Something like that is going on in Across the Nightingale Floor: Tales of the Otori by Lian Hearn.  Takeo is a freaking ninja.  Sure, in the context of the story, they say he’s a member of the Tribe, a nomadic people who dress in black and perform political assassinations for people.  Maybe Hearn wants to escape the stigma of writing a book about ninjas.  But you know what?  That’s okay.  Takeo is so cool, and the book is so well written, that I don’t much care what he calls him.

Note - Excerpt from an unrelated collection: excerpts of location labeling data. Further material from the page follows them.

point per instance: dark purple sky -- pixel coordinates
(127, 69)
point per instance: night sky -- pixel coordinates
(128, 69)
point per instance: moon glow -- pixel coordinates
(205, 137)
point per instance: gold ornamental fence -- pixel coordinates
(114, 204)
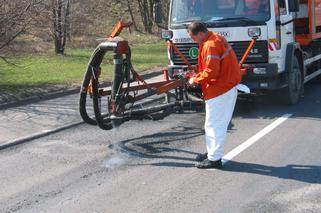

Takeo grew up in a peaceful farming village with his mother and stepfather.  When this village gets sacked by the evil bad guys, he’s taken in by a mysterious stranger, learns some surprising things about who his real father was, and goes into secret ninja training to defeat the evil overlord.  This plot may sound a little familiar.  But it’s spiced up with some delicious political machinations (you may find it helpful to take notes) and a writing style that sucks you into Takeo’s world.  Just check out these lines from the opening page:

But when I did get back, muddy from sliding down the hillside, bruised from fighting, once bleeding great spouts of blood from a stone wound to the head (I still have the scar, like a silvered thumbnail), there would be the fire, and the smell of soup, and my mother’s arms not tearing me apart but trying to hold me, clean my face, or straighten my hair, while I twisted like a lizard to get away from her.

Across the Nightingale Floor is a vision of a Japan that never was.  You can practically smell the persimmons and the frying eels.  There’s an intense psychological realism, both for Takeo and his love interest, the lady Kaede.  The end leaves several issues hanging, so now I want to get my hands on the other two books in the trilogy.

And did I mention that there are ninjas?